Christian Jensen I grew up in LA, born into a very Mormon family during a blizzard in Salt Lake City, Utah. I’d call my family open-minded, but conservative in terms of behaviour. Church every Sunday for three hours. No tea, no coffee. Choir practice. Boy Scouts.
CJ I did my mission in Brooklyn and Queens. Someone was murdered on my block, I saw a guy get a baseball bat to the arm – I heard the bone snap. But I met a lot of wonderful people and I realised a life of self-denial wasn’t what I wanted. I know closeted, married gay Mormons, and that’s rough. At 23 I left the Church, came out and moved to Hollywood.
Michael, what was coming out like for you?
MT I was found out! My dad looked at my laptop when I went to work. He challenged me, I ran away, then gave it a few minutes, came back and said: 'So what if I like that stuff?' He started to cry, he’d put all his hopes on me, but my mum was like, 'You always knew Michael was kind of weird.' I sort of forced them to live with it.
Where did you both meet?
CJ In a Mexican-themed gay bar called Fiesta Cantina.
MT It was the same day I broke up with my fiancé of three years.
CJ You bastard. The day keeps changing.
MT Oh, does it? Well, I felt bad, and made my friends take me out, and Christian was there, celebrating before he went to China. And it led to this week-long whirlwind. I was there at the airport stalking him. His family were there, taking, as Mormon families do, f**king forever to say goodbye. Finally I ran down and pulled him out of the security line…
CJ We ‘said our goodbyes’ in the car. They’d already called my name several times. The flight attendant ran with me, all four engines on the jet were already running. I’ve no idea why they let me on board.
MT That’s the day I said I was going to China with you. We’ve been here eight years, and we got married last year in LA.
How did that go down with your parents?
CJ Our parents got over it – I threatened to never see mine again if they didn’t.
MT Your mum cut all her hair off in front of you and starved herself for three days.
CJ Until food overcame her.
MT Your dad took it surprisingly well, though internally he was processing it pretty hard. Your dad is how I feel all Christians should be.
CJ Very accepting.
MT He’s never shown any judgement, and your Mormon family was there at our wedding, probably their first wedding with alcohol, and my parents arrived on a party bus with 40 of their friends, drunk already.

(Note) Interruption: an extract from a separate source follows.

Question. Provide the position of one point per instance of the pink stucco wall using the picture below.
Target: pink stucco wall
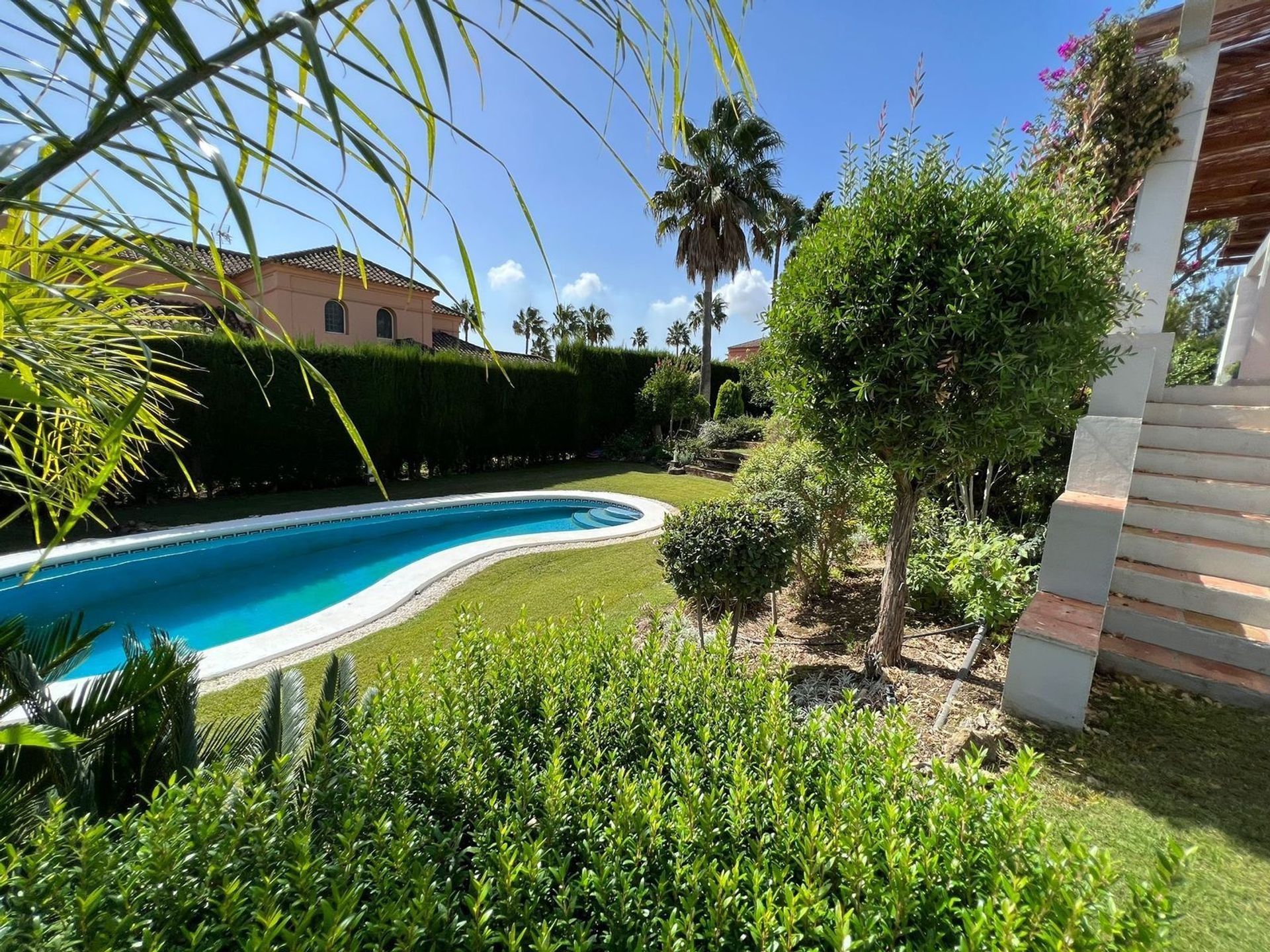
(298, 300)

CJ They drank us out of wine.
So, you were settled in China, and you decided to start Palms LA.
CJ We missed home and we hated our jobs.
MT I studied food and beverage in Rhode Island. I was working at the Hilton, then I helped a friend open a restaurant in Gongti, which I really enjoyed doing.
CJ Then one day you said: 'Christian, I want to open a Mexican-Korean restaurant. Google it, it’s a thing!'
MT Christian helped with PR, marketing and branding, and I focused on the menu. I had a team that has followed me through all my jobs in Beijing. Our managers and employees connect with the customers – a lot of whom are from LA.
CJ Our core team is the best – loyal, amenable, hardworking people, and all our success is down to them coming into our lives. Our managers remember clients’ names, orders, allergies.
How do you manage your working relationship alongside your marriage?
CJ We know people who work together and it’s really taxing on the relationship.
MT There’s no showmanship.
CJ Right, it’s a partnership. But Michael has progressed so much in understanding the marketing side, while I feel I’ve learned a lot from him about dealing with partners and managing the business.
MT We do argue sometimes about work, particularly about things getting finished on time.
CJ It’s hard to have an argument as co-workers and then go home and have a functional marriage. What we do is we always fight to the death, we never go to sleep until we’re done.
MT We also try not to talk about work at home. At one time, all we’d talk about was work. Now we leave it until the next day.
CJ We’ve talked about kids, but that’d be a spanner in the works.
MT For me, my employees are like my children, so having real children and still function as we do… I don’t think you can.
CJ It’s now about what can we afford to sacrifice, and what are we willing to. I think those are just things you decide when it happens.
MT You make it work. I could be superdad, make a cocktail with one hand while holding a baby in the other!